The International Sustainability and Carbon Certification, Transport & Environment and Environmental Investigation Agency have raised concerns over the ‘alarming’ rise in fraudulent palm oil products being imported into the EU to make biofuels.

For Patrick Lynch, founder of BioLedger, this isn’t hypothetical. This fraud in reporting is what drove him to build a digital traceability platform which now processes over 150,000 tonnes of biofuel feedstock each month. This includes used cooking oil, fats and agricultural oils.

Lynch has spent over 15 years in biofuel supply chain. He served nearly a decade as head of compliance for UK-based supply chain management company Greenergy. “When things happen on paper and in Excel, it’s so easy to hide pieces of paper or not show one Excel file,” he tells SAF Investor. “The traders are always 10 steps ahead of the auditors.”

He designed BioLedger as a digital alternative to paper-based certification systems.
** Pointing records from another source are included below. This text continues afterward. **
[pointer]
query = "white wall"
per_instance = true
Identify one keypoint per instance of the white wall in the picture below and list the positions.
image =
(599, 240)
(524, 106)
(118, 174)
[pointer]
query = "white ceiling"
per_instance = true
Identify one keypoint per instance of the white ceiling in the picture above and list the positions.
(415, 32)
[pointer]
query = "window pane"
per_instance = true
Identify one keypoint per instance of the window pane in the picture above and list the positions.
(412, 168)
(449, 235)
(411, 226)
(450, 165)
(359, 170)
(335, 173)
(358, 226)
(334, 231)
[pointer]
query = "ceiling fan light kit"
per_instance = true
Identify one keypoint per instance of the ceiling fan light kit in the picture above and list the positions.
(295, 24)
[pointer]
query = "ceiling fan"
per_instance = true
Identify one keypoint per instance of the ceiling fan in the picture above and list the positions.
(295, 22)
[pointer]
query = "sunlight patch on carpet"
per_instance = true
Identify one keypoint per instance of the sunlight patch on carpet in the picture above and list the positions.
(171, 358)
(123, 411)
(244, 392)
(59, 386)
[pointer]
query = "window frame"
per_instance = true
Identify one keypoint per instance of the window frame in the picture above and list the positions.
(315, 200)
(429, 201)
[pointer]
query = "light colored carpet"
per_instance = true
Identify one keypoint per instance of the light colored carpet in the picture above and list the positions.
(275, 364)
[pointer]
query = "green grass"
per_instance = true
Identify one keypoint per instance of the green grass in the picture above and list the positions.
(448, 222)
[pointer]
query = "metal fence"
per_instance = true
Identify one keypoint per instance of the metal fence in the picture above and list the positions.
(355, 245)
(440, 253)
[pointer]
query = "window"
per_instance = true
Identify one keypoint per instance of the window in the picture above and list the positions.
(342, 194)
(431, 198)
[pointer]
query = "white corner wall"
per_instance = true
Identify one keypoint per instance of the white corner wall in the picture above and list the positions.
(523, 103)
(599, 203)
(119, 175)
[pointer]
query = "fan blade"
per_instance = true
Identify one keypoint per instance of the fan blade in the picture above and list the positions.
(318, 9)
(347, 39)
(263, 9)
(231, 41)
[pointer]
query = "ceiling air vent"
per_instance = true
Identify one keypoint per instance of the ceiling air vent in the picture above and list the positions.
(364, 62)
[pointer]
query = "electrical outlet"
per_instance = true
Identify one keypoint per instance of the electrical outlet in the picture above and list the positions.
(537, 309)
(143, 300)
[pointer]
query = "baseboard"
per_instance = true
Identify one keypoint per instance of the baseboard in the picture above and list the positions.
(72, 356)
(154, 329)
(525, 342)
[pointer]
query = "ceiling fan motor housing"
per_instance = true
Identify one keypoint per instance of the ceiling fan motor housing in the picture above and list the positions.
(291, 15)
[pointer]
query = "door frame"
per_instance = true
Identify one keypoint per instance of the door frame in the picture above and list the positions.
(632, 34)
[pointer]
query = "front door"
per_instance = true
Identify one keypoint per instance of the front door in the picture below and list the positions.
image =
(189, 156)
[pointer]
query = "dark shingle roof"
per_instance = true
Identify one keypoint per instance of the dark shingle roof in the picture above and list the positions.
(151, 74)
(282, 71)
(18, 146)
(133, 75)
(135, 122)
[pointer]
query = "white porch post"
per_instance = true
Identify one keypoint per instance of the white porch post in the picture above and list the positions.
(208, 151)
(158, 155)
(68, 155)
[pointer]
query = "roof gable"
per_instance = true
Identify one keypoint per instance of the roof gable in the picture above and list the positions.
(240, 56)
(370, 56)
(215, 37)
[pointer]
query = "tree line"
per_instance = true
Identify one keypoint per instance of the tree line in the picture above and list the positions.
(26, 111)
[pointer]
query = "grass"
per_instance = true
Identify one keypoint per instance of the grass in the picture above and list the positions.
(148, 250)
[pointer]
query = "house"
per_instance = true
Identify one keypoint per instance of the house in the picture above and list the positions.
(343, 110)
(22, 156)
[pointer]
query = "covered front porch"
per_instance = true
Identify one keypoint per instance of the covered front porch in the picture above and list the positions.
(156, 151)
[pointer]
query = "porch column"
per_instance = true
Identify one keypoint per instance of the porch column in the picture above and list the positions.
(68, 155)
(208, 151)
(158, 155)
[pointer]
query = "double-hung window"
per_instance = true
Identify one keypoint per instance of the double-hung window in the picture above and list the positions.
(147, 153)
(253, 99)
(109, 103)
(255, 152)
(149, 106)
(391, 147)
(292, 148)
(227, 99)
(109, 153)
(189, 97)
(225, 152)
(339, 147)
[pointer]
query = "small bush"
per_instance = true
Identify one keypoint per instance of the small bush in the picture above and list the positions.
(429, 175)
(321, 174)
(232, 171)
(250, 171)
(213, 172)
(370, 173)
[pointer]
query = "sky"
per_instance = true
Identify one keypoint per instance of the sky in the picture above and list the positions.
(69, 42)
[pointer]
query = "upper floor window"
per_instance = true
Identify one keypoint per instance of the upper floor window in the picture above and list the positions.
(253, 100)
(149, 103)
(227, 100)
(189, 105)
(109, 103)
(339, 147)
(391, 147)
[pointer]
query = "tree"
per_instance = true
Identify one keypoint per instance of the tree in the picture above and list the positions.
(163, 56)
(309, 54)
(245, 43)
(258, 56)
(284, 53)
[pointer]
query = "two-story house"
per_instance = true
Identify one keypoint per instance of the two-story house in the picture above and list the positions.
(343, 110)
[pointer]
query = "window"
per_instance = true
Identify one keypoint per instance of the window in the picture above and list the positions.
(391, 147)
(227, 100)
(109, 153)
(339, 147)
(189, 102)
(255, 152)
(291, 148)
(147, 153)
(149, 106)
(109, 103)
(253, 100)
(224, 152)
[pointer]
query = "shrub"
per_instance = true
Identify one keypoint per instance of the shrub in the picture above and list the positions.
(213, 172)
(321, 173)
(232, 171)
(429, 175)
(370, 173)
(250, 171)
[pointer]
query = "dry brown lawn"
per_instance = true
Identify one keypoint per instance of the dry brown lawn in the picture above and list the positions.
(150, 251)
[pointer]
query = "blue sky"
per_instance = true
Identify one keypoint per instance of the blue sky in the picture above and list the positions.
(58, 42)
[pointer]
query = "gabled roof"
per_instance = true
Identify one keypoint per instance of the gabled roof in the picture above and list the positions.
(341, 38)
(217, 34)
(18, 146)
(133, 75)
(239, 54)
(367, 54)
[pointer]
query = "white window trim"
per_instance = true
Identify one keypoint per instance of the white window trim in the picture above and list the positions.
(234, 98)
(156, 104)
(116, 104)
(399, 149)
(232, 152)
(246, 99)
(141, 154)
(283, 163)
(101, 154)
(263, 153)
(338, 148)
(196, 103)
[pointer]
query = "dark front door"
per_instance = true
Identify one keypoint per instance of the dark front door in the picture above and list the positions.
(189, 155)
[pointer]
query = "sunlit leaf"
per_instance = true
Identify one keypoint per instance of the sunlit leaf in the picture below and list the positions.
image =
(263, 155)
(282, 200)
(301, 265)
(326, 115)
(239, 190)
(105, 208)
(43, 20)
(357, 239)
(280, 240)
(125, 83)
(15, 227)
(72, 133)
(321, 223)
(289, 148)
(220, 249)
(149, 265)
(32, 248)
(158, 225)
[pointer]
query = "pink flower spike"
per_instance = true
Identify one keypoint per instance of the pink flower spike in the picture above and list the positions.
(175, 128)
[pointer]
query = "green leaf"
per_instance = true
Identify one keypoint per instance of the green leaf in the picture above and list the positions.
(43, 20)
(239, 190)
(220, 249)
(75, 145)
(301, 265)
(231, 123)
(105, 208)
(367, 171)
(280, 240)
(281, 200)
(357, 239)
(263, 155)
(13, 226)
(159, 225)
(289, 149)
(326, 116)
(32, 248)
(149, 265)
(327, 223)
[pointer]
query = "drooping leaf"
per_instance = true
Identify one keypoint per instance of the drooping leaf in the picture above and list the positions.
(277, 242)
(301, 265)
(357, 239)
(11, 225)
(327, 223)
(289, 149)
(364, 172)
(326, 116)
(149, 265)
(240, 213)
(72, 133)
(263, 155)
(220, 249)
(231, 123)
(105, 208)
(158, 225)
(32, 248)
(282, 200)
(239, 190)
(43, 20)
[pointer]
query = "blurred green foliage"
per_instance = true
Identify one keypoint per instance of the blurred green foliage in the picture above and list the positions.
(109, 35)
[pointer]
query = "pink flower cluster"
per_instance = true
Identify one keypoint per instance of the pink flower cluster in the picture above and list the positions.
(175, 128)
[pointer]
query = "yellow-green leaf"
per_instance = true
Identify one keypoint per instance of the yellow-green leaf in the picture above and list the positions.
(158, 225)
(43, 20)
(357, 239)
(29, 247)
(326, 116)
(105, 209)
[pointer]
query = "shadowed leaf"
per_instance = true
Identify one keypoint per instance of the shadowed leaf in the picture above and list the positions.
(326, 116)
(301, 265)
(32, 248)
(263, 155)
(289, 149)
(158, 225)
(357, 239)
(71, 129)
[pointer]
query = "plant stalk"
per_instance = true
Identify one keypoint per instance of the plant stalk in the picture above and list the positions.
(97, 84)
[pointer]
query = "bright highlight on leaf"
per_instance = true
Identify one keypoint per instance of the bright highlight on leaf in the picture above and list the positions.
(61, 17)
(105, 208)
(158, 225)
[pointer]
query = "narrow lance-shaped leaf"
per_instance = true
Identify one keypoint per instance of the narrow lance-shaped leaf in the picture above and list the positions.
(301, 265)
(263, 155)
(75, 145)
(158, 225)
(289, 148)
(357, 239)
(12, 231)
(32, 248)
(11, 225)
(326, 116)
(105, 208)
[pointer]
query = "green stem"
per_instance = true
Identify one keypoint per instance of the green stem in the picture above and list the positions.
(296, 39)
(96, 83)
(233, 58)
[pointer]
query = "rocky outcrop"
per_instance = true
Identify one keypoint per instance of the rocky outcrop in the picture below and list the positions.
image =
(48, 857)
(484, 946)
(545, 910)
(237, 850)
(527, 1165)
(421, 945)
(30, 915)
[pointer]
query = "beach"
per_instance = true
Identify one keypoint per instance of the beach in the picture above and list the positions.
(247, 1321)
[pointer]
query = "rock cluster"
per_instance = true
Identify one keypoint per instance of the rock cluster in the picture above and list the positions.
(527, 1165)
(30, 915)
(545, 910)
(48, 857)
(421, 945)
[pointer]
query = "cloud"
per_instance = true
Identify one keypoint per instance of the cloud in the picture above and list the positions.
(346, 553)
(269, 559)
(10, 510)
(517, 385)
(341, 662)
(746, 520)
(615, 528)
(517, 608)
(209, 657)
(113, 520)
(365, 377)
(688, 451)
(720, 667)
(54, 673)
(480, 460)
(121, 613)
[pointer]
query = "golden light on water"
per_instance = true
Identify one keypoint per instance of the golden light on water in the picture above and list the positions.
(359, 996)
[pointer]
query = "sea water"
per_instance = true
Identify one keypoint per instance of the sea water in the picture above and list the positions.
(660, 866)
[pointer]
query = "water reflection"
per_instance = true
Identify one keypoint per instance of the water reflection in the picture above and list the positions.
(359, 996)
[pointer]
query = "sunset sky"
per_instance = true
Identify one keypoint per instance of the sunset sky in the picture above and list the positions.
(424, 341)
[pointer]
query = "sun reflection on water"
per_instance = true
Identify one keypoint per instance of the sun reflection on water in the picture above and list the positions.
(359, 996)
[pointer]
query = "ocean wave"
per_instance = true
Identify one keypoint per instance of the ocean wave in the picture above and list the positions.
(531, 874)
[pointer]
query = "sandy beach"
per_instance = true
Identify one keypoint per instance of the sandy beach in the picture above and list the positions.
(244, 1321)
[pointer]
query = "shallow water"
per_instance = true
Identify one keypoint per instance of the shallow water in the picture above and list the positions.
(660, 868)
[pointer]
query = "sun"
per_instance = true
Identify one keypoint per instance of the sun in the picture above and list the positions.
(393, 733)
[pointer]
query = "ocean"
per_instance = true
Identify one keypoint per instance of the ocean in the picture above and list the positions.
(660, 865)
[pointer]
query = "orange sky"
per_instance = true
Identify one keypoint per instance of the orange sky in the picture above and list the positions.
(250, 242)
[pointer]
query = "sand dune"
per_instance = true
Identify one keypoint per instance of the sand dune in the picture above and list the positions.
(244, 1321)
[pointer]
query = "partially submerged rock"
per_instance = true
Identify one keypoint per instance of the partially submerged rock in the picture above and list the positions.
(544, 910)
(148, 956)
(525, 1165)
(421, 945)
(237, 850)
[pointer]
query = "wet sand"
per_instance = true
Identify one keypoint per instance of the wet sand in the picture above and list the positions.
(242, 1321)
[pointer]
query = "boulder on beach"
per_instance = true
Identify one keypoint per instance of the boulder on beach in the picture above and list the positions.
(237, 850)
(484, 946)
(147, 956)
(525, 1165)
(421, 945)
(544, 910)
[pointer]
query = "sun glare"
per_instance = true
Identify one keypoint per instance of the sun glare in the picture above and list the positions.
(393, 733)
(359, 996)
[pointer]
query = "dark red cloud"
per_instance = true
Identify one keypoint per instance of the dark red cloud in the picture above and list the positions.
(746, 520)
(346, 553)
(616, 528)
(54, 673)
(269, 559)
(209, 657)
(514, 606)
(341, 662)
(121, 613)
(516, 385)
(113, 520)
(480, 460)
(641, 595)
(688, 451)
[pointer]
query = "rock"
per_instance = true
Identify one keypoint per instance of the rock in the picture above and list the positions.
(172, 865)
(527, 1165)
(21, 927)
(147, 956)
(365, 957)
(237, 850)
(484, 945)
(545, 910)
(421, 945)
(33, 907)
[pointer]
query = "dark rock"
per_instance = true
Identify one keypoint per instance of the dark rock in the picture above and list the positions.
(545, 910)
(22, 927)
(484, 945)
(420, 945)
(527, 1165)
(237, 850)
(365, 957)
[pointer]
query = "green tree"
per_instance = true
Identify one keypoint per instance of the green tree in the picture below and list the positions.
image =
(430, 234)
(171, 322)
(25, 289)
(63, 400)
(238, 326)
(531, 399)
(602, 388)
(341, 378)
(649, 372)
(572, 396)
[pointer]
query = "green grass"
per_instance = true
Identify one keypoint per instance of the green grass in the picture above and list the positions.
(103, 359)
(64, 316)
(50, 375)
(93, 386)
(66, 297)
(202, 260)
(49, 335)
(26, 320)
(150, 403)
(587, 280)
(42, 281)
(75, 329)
The concept was approved by the European Commission which mandated digital traceability in 2022. This served as the precursor to the European Commission’s Union Database – a central ledger for all biofuel transactions in the continent.

BioLedger’s key innovation was to create a “digital twin” for every physical consignment moving through the supply chain. For a feedstock like used cooking oil, a critical feedstock in SAF production, the trace starts with mobile application that collectors use to record pickups from restaurants.

Apps equipped with geo-fencing ensure drivers are at least within the 500 metre range of the restaurant when reporting a collection. As an added layer of transparency, they are also required to obtain signatures and photographs from restaurant staff. This is to prevent false collections from someone sitting at home on the sofa creating fake collections, says Lynch.

For agricultural feedstocks such as ethanol used in the alcohol-to-jet pathway, lands are monitored to ensure the area was already agricultural in 2008 to verify no deforestation was carried out to produce the crop for ethanol.

Even though BioLedger was founded to be used in tracing feedstocks for road biofuels, Lynch says the platform is extremely relevant to SAF.

“In terms of SAF, it’s all the same supply chain,” explains Lynch. “SAF is produced by existing companies making HVO and co-processed fuel, and the feedstocks are the same – used cooking oil, food waste, palm oil mill effluent. It’s all the same supply chains that have been supplying road fuel for the last 15 years. So they have the same problems and the same solutions.”

Since the feedstocks are broadly the same, so are the fraud vulnerabilities. Lynch highlights the curious case of never ending supply of used cooking oil which suggests adulteration. “There’s never been a point where the industry has said ‘stop, we haven’t got any more.’ That demonstrates new volume isn’t coming from people making more used cooking oil. When it becomes expensive enough, it pulls in things that look like used cooking oil but aren’t – category three tallow, palm fatty acids, or virgin vegetable oils are fraudulently relabelled.”

BioLedger operates in Europea and US. While Europe relies on certification systems with minimal liability, the US approach puts all liability on biofuel producers who can face millions in fines if feedstock fraud is uncovered. This approach makes US supply chains much more transparent forcing producers to demand more visibility into the supply chain.

The platform accommodates both approaches. However, the US in January 2025 excluded all non-domestic used cooking oil from US mandates. The US government gave insufficient trust in international traceability as the reason for this exclusion.

“They only excluded it because they don’t trust systems based on pieces of paper moving through the supply chain,” says Lynch. But he warns this approach is short-sighted. Instead he suggests being more stringent in sustainability reporting requirements. “There are billions of people outside the US producing waste that can be used to supply biofuel mandates. Why exclude that sustainable volume?”

But as SAF production grows, traceability of feedstocks provides the trust infrastructure the industry requires. For Lynch, BioLedger’s premise is simple: you can’t fight million dollar fraud incentive with paperwork. You need transparency.